Przyjemność czerpania satysfakcji z nieszczęścia bliźnich, choć jest naturalna, to jest niekoniecznie etyczna. Dlatego ważne jest, aby mieć świadomość swojej słabości i usilnie nad nią pracować. Zjawisko schadenfreude występuje nie wtedy, kiedy sami przyczyniamy się do cudzego nieszczęścia, ale wtedy, kiedy jesteśmy jedynie świadkami tego wydarzenia. Przyznajemy sobie prawo stania z boku. To przecież nie jest nasza wina. To przyroda zadecydowała, że naszym przeciwnikom wiatr wiał w plecy, a nam szczęśliwie pod narty.
Poczucie szczęścia sprawozdawcy rosło proporcjonalnie do siły wiatru, który przeszkadzał zawodnikom z innych drużyn. Ale jednak przyroda lubi płatać figle. Los szczęścia w jednej chwili zaczął sprzyjać przeciwnikom. Komentator nawet nie próbował ukrywać zazdrości, a w jego podtekstach można było odczytać nasze powiedzenie z dzieciństwa „skuś baba na dziada”.
Z psychologicznego punktu widzenia, jak się okazuje, takie zachowanie jest naturalne, bo każdy z nas chce przecież wygrywać. Ale fakt, że odbywa się to kosztem pecha przeciwnika już ma mniejsze znaczenie. Przecież nie jest naszą winą, że wiatr nie pomógł przeciwnikowi.

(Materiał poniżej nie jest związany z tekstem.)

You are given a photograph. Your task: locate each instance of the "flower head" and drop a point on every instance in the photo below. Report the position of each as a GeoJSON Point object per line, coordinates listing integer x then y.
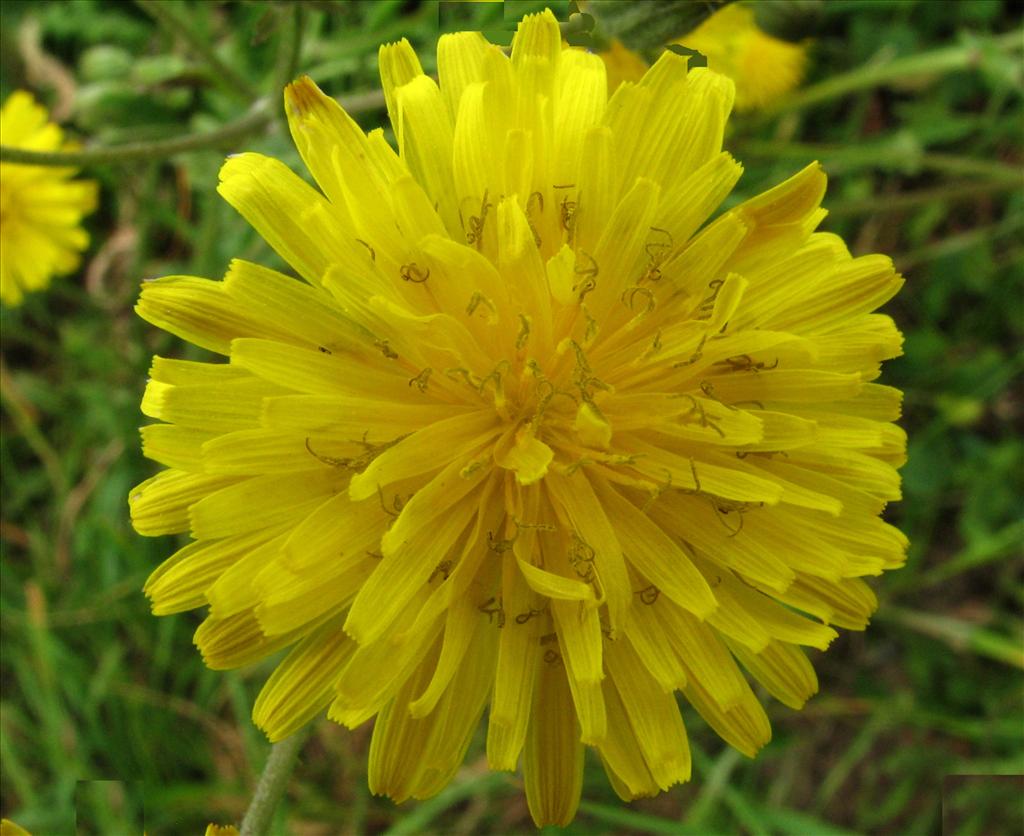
{"type": "Point", "coordinates": [763, 68]}
{"type": "Point", "coordinates": [41, 208]}
{"type": "Point", "coordinates": [532, 434]}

Odczuwanie wobec innych zawiści i zazdrości jest cechą dość powszechną. Powinniśmy jednak zadać sobie pytanie, czy ma być to dominująca postawa w naszym życiu. Ale można też zadać sobie inne pytanie: czy stać nas na pozytywne nastawienie do innych, i na autentyczne cieszenie się ich sukcesami? Obiektywnie świat zewnętrzny dla wszystkich z nas jest taki sam. Jednak niektórzy zwrócą uwagę na pozytywne jego elementy. Potrafią się nim zachwycać, a ludzi odbierać życzliwie i z pełnym zaufaniem. Właśnie taką postawę prezentuje mój kolega z Chełma. Ale przecież będą i tacy, którzy zobaczą jedynie negatywne strony każdego wydarzenia. To Ci, którzy potrafią z Bożego Narodzenia zrobić Wszystkich Świętych. Więcej, są przekonani, że jest to jedyne możliwe zachowanie. Są oni w stanie dostrzegać u ludzi tylko negatywne cechy. W ten sposób rodzi się radość z czyjegoś nieszczęścia. Czy przypadkiem takiej postawy nie prezentuje mój kolega z Zamościa?